J’essaie de faire une dif­fé­rence, pas à pas. J’apprends qu’il y a de bonnes et de mau­vaises per­sonnes dans chaque socié­té. C’est impor­tant pour les Bédouins de réa­li­ser que les Israéliens ne sont pas si mau­vais. Et c’est impor­tant pour les volon­taires juifs de ren­con­trer d’autres per­sonnes, et de réa­li­ser à leur tour que les Bédouins, les Arabes, ne sont pas les seuls res­pon­sables des crimes et des conflits. Pour coexis­ter, les deux bords ont besoin de bons lea­ders, des lea­ders forts qui par­viennent à trou­ver des solu­tions — on ne peut pas res­ter dans cette situa­tion ! J’ai com­men­cé à tra­vailler à Sidreth il y a deux mois : c’est une orga­ni­sa­tion de femmes ori­gi­naires de Lakiya. C’est très com­pli­qué de tra­vailler dans les vil­lages non recon­nus puis­qu’il n’y a pas de trans­ports pour s’y rendre. Sans par­ler du fait d’être une femme dans cette socié­té patriar­cale, où seuls les hommes sont habi­li­tés à prendre des déci­sions… Je dois tou­jours par­ler plus fort qu’eux si je veux que les gens m’é­coutent — au début, per­sonne ne m’en­ten­dait. Ils savent bien com­ment se battre les uns les autres, mais ils ne savent pas écou­ter ! Maintenant, après deux années à tra­vailler dans ces vil­lages, les gens me connaissent et ils com­mencent à m’é­cou­ter. Une fois que les gens savent qui vous êtes et qu’ils savent que vous tra­vaillez avec eux, qu’ils comptent pour vous, ils finissent par vous accep­ter. Mais ils ont besoin de vous connaitre, vous et votre famille, vos pères et mères et frères et soeurs, et de savoir si vous tra­vaillez, si vous êtes mariée… Il ont besoin de tout savoir de vous — ensuite, ils vous lais­se­ront agir. Ça prend des années.

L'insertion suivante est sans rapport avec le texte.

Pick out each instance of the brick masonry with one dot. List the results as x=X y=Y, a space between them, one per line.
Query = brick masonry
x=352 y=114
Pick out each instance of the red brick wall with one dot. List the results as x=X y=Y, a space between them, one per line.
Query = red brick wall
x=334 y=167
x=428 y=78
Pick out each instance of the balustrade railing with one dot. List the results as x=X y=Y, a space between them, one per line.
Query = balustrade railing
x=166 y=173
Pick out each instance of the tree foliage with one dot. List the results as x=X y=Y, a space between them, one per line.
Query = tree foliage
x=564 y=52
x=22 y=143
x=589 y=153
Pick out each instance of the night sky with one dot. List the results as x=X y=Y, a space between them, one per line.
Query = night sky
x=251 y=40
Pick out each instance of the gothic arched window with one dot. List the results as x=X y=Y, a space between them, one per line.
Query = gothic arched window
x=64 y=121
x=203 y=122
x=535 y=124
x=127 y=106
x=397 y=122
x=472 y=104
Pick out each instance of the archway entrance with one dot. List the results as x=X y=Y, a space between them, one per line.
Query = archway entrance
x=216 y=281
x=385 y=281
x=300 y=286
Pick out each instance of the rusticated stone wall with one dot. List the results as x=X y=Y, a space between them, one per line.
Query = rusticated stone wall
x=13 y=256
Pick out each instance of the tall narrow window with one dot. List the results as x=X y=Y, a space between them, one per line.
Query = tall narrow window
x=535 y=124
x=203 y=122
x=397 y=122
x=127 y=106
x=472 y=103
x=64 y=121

Mais je pense qu’il y a de l’es­poir. Les gens res­te­ront sur leurs terres, même si la police est déjà venue tout détruire, et revient, et revien­dra encore et encore. Il faut que nous res­tions ! On parle là de 3 % des terres du Néguev, et nous repré­sen­tons 20 % des gens qui vivent au Néguev. 3 % de 20 %, ce n’est pas bien gros. J’espère que l’État d’Israël fini­ra par recon­naître tous les vil­lages. Moi, en tout cas, je conti­nue­rai cette lutte.